En effet, celle-ci annonce un "roman époustouflant, mêlant thriller et fantastique", "un récit démoniaque" avec "un scénario glaçant parfaitement maîtrisé, une écriture clinique et une tension sans temps mort".
Or, non seulement le titre semble annoncer un genre, le thriller ésotérique, qui n'est pas vraiment celui en l'espèce, même si intervient un sombre livre maudit, mais, en sus d'une intrigue ni originale novatrice, l'élément primordial du processus narratif du thriller qu'est le suspense disparait dès le premier quart du livre.
Tout commence avec une entrée en matière classique du thriller, une hécatombe sanglante qui, en l'espèce, ressortit à première vue de la non moins classique boucherie familiale commise par le géniteur atteint d'une crise de démence assez violente pour lui faire fondre le cerveau et "bouillir les yeux".
Et, en réalité, ce dernier est manipulé par le véritable assassin mû par la vengeance dont le mode opératoire pour spectaculaire qu'il puisse être n'est pas davantage novateur puisqu'il s'agit d'un mécanisme de la suggestion subliminale par voie d'image sonorisée diffusée par n'importe quel support technologique anodin tel que l'ordinateur, la télévision, et le téléphone portable.
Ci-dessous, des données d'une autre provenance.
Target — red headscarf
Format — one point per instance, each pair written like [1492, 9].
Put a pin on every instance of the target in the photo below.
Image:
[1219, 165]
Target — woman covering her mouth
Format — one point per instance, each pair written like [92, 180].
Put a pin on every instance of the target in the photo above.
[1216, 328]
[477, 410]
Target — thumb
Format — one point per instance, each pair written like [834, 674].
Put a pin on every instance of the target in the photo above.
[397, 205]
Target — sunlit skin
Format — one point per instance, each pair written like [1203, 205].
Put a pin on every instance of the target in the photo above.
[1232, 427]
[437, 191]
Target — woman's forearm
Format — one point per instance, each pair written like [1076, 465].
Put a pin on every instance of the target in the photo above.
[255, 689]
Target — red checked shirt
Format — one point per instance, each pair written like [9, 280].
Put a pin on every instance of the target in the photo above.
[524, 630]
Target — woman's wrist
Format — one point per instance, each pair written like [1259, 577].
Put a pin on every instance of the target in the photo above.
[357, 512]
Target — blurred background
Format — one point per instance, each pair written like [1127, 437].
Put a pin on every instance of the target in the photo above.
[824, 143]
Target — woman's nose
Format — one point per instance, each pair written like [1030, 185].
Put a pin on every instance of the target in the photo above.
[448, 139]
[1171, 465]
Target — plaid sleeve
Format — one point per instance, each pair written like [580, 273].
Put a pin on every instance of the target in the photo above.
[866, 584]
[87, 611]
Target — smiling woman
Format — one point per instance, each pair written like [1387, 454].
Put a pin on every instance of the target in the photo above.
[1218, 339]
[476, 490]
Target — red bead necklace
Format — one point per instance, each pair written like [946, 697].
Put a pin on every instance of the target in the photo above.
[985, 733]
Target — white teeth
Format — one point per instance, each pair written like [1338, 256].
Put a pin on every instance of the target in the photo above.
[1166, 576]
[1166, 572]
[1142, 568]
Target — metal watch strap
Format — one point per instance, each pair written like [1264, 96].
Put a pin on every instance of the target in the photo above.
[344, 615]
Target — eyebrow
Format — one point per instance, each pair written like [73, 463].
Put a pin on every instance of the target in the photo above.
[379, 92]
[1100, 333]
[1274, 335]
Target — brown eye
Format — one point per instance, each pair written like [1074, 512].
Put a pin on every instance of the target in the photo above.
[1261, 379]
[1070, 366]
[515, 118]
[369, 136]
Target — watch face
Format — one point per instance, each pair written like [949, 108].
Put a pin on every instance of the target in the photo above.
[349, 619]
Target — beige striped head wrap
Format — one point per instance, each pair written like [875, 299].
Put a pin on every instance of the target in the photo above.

Mais le mode opératoire, le mobile et même l'identité du coupable sont immédiatement dévoilés. Les 300 pages suivantes consistent simplement en une interminable chasse à l'homme, le meurtrier, as de l'informatique ayant toujours une longueur d'avance sur la police sous-équipée qui n'a que la bite et le couteau.
Une traque qui passe par une fumeuse histoire de livre maudit et qui sera élucidée non par le policier chargé de l'enquête, un flic à la Adamsberg ("un grand type qui semblait porter sur ses épaules toute la misère du monde, avec un regard à faire des trous dans les murs") mais par les diligences d'un détective privé, métissé père kenyan mère irlandaise ("un parfait spécimen de métissage au charme ravageur") qui possède des atouts de choc.
Car il a hérité de sa grand-mère massaï le don de voir les ondes négatives émises par les personnes et les objets qui se matérialisent par un halo rouge et, quelle heureuse coïncidence, a pour oncle par alliance un ancien prêtre spécialiste de l'occultisme. Du coup, tout se dénoue brutalement en deux tirs croisés.
En revanche, l'éditeur dit vrai en qui concerne l'écriture qualifiée de "clinique" aussi aseptisée et inodore que le bon air des Alpes natales de son auteur pour une partition qui se déroule avec la régularité d'un coucou suisse ce qui maintient dans l'atonie la lecture d'une soixantaine de chapitres souvent brefs, et dépourvus de climax bien que séquencés à la manière scénaristique du soap-opera. Vélléité d'adaptation télévisuelle ?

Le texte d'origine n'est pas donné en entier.